On Jan 8, 2008, at 2:42 PM, John Plocher wrote:
> Joseph Kowalski wrote:
>> Roy T. Fielding wrote:
>>> I am not mistaken.
>> Oh sigh,...
>
> I'm stuck in between - agreeing with both of you, and
> disagreeing with both of you...
>
> On Roy's side, it is effectively true that OS.o communities and
> their projects ultimately decide if/when to interact with the
> ARC community.  Just look at the user group community, which
> has almost no reason to do so, or at projects that exist simply
> to explore new ideas (website, PowerPC), or even projects that
> are only prototyping and are not yet ready for even an inception
> (like, ahem, most of Indiana).

Exactly.  The community determines when ARC input is relevant
and then the community makes a decision based on that input.

> On Joe's side, there are several communities that have decided
> that *the* way to get into their source repositories is to
> follow the ARC process.  These include Nevada/ON, SFW and X.
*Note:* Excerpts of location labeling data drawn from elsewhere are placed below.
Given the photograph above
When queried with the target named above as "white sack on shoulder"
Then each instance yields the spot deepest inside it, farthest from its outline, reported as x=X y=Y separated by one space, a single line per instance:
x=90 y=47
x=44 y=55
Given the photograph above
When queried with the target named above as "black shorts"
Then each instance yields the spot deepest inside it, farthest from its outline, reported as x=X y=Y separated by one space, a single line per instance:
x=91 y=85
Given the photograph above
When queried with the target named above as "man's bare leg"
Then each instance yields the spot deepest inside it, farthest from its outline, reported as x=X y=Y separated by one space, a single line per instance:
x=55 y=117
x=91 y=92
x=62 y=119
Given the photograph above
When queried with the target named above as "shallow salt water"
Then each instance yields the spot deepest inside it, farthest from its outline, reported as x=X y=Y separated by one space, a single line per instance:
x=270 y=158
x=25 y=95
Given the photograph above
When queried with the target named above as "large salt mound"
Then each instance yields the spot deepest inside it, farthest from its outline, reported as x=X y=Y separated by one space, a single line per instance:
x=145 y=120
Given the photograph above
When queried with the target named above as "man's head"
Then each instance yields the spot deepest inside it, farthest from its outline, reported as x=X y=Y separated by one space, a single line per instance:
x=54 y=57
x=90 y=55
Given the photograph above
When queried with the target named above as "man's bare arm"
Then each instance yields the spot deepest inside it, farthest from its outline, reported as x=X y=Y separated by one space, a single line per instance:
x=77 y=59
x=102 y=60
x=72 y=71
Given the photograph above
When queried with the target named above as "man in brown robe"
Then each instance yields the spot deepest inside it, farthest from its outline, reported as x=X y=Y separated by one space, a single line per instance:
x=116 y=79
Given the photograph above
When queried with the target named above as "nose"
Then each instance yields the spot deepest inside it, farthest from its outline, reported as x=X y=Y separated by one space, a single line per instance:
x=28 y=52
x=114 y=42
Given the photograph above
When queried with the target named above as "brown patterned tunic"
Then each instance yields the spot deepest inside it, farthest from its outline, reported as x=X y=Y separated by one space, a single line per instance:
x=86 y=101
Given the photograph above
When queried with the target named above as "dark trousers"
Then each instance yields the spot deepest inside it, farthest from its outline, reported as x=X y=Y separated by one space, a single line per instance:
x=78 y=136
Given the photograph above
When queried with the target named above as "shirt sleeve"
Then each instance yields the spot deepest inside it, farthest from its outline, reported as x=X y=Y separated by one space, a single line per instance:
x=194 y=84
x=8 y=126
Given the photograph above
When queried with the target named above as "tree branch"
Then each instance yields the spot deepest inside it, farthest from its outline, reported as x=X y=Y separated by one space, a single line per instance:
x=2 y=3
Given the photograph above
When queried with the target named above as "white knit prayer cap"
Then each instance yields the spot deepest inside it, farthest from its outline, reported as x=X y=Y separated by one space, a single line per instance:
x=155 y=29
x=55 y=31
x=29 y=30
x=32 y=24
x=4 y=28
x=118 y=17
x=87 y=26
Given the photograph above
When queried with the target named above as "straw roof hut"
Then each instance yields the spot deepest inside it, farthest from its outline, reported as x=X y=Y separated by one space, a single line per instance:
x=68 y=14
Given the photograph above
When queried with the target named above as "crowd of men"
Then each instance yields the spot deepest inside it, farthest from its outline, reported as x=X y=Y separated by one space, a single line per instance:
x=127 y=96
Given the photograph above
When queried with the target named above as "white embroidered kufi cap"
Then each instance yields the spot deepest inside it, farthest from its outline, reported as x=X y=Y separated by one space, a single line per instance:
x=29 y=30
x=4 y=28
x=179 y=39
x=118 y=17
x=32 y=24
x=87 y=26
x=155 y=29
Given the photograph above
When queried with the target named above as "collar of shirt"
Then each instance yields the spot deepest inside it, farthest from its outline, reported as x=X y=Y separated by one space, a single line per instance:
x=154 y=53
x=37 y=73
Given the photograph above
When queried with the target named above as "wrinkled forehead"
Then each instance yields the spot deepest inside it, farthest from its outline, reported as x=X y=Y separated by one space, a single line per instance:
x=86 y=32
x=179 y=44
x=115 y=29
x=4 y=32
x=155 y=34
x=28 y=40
Really?  Are you sure that they actually decided that?  Did they
have a vote on their public mailing list and that vote was passed
by a majority of the core contributors?  If so, then yes, they
incorporated the ARC process as part of their decision-making
strategy.  But it is the community that decided it, and the
community can decide against it at some future date using the
same decision process.  It was not imposed from the outside.

> The reason I am stuck in between is that the creation of the
> larger OS.o community stalled before it was completed.  The
> basis for much OS.o (ON/Nevada) never was made into a real
> community, SFW exists somewhere, but not anywhere I can find
> it, the idea of Consolidations (which would be managed by the
> ARC process) is still half baked, the OGB effort to define the
> ARC role more formally isn't going anywhere, etc etc etc.
>
> *Of course* Roy and others can poke large holes in the story
> because it really does leak like a sieve.

Leak?  It's more like a torrent. The story has effectively become
a myth about the present (a.k.a., a bold-faced lie) that somehow
separates the marketing of OS.o and the reality of Sun development.
That's very sad, because my only justification for spending all
that time on writing a constitution (and everyone spending so much
time discussing it and setting up a process for ratifying it) was
because the people doing the work actually wanted to work that way.

You see, the problem I have is people keep telling me that
"the community" has done so and so, or decided some such, and
then I go out and find that this "community" has never actually
been created by the OGB, has no facilitator, and doesn't even
have a public mailing list for development.  Bzzzt.

Where's my reset button?

> Welcome to the real world, where we all are human, yet we still
> strive to make the best out of what we have.
>
> So, no, Roy - you can't claim that the ARC is always only
> advisory (we've been there, done that - it ultimately
> destroys the ability of the ARC to be effective at anything),
> and no, Joe - there needs to be room in the structure of things
> for people to simply play without strings.
>
> The middle ground is that, for the places where it makes sense
> (OS.o consolidations, IMHO) we need to have a single technical
> commitment process that can be used for all of them, one that
> is staffed by (some of? all of?) the impacted Core Contributers,
> and is answerable to the community by way of the OGB.
>
> We're not all the way there yet, but we are still committed to
> making this work.

Who's "we"?  The difference between working as a collaboration and
dictating decisions from a distance is very small in practice, but
very large in terms of the impact on recipients.  The constitution
exists for the sole purpose of requiring the "we" to be real. It is
either the truth or a lie -- there is no middle ground.

BTW, Joseph, veto power is defined by the OS.o constitution and is
almost identical to that used by Apache.